Signs of universality in the behavior of elastic $\textit{pp}$ scattering cross-sections at high energies

Abstract

We give a phenomenological analysis of the behavior of inelastic, elastic and total cross-sections of the high energy $\textit{pp}$ interaction.
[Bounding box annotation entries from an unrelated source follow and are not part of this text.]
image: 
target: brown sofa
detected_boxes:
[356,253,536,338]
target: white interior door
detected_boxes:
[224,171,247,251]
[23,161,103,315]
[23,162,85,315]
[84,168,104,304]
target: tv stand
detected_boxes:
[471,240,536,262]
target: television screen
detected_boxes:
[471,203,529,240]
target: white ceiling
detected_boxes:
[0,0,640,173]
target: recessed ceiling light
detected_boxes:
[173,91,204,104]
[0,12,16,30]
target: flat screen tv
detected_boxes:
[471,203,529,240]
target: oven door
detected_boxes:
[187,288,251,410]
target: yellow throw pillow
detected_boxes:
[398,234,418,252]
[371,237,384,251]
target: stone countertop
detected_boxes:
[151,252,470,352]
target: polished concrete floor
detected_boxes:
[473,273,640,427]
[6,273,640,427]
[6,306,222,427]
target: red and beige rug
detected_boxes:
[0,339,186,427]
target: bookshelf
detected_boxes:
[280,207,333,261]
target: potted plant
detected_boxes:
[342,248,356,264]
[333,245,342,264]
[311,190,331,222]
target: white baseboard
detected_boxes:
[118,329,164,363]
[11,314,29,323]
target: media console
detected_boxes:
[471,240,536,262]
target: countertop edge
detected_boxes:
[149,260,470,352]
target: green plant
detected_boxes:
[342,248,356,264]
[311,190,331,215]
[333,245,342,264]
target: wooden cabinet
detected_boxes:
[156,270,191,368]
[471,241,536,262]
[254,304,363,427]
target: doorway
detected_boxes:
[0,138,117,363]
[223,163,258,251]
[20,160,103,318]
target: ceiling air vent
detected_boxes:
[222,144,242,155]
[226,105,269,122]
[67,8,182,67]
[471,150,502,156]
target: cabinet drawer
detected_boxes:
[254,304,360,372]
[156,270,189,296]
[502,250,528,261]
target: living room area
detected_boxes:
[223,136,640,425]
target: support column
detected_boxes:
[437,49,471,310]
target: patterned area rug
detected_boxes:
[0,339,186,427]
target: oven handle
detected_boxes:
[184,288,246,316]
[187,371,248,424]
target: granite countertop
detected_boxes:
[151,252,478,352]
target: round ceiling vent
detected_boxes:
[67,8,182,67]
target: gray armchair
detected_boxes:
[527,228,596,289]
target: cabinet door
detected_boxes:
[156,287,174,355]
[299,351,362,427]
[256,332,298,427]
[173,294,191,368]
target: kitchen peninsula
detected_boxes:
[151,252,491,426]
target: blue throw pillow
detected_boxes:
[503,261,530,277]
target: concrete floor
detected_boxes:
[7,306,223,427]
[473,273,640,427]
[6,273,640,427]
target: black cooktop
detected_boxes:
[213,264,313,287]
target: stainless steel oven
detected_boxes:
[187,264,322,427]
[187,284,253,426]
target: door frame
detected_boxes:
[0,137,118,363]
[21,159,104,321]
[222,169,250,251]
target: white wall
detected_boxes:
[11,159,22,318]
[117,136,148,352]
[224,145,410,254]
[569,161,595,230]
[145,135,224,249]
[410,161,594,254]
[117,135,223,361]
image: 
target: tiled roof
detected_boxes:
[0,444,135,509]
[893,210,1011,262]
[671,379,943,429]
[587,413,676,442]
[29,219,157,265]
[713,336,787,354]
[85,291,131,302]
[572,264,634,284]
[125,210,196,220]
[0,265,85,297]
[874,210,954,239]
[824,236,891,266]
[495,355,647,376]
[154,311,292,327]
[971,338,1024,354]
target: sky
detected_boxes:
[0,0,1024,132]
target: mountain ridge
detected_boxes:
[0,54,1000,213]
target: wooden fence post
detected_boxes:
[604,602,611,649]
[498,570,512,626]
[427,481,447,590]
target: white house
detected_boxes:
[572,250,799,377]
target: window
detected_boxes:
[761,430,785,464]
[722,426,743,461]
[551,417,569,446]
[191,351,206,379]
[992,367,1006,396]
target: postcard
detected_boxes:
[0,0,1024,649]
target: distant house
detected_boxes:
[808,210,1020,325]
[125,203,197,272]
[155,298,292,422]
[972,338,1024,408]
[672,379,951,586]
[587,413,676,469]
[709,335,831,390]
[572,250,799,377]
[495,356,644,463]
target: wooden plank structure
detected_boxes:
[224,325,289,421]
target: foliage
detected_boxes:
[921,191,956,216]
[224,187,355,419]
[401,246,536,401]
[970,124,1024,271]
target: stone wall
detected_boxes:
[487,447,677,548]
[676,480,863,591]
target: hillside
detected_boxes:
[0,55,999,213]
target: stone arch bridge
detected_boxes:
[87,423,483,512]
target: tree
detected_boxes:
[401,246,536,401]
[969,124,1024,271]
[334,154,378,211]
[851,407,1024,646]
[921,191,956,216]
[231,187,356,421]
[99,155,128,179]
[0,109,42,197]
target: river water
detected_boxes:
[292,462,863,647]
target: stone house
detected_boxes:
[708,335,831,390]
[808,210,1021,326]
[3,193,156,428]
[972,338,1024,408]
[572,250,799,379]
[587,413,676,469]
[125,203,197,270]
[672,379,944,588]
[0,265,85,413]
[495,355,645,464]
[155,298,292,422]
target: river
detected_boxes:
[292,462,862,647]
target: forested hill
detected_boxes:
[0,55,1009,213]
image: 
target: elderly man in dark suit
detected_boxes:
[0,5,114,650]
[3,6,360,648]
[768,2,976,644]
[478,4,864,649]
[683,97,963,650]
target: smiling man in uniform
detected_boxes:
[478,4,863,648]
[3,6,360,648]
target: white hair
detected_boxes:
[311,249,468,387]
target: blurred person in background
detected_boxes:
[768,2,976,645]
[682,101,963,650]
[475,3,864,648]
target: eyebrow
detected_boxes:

In particular, we argue that the universal picture of behavior of cross-sections and their ratios is a consequence of the rapid increase of inelastic cross-section with energy and its large value compared to $σ_{\mathrm{el} }(s)$. We observed that the value of the fundamental ratio $(m_{π^{\mathrm{0}}}/m_{p}) $, the minimum value of the ratio $ (σ_{\mathrm{el}}/σ_{\mathrm{tot}})$, and some other quantities are determined by the roots of the equation $ (9\,x^{2}+4\,\sqrt{2}\,x-1)=0 $.

Figures (3)

• Figure 1: Cross-sections for pp collisions as a function of total center-of-mass energy $\sqrt{s}$. The experimental data for $\sigma_{\mathrm{tot}}(s)$ and $\sigma_{\mathrm{el}}(s)$ are from [21-23], lines represent a fit according to the form: $\sigma_{\mathrm{el,tot}}=C_{2} x^{2}+C_{1} x+C_{0}+C_{4} e^{-x} , \, x=\ln(\sqrt{s})$. Inelastic cross-section and $\Delta$ are given by $\sigma_{\mathrm{inel}}=(\sigma_{\mathrm{tot}}-\sigma_{\mathrm{el}})$ and $\Delta=(\sigma_{\mathrm{inel}}-\sigma_{\mathrm{el}})=(\sigma_{\mathrm{tot}}-2\,\sigma_{\mathrm{el}})$ both for data and for fits.
• Figure 2: The elastic to total cross-section ratio for pp collisions as a function of energy $\sqrt{s}$. The experimental data for $\sigma_{\mathrm{el}}$ and $\sigma_{\mathrm{tot}}$ are from Refs. [21--23], including the $\bar{p}$p data at $\sqrt{s}=546$ and 1800 GeV [21]. The line represents a ratio of the fits for $\sigma_{\mathrm{el}}$ and $\sigma_{\mathrm{tot}}$ (see Fig. 1 ).
• Figure 3: Ratio of the real to imaginary part of the elastic pp scattering amplitude in the forward direction as a function of energy $\sqrt{s}$ (the experimental data are from Refs. [21--22], including the $\bar{p}$p data at $\sqrt{s}=546$ and 1800 GeV [21]). The line represents a fit according to the form: $\rho=(a_{0} +a_{1}x+(a_{2} +a_{3}x) e^{-x})/ \sigma_{\mathrm{tot}},\, x=\ln(\sqrt{s})$, where the fit from Fig. 1 was used for $\sigma_{\mathrm{tot}}$.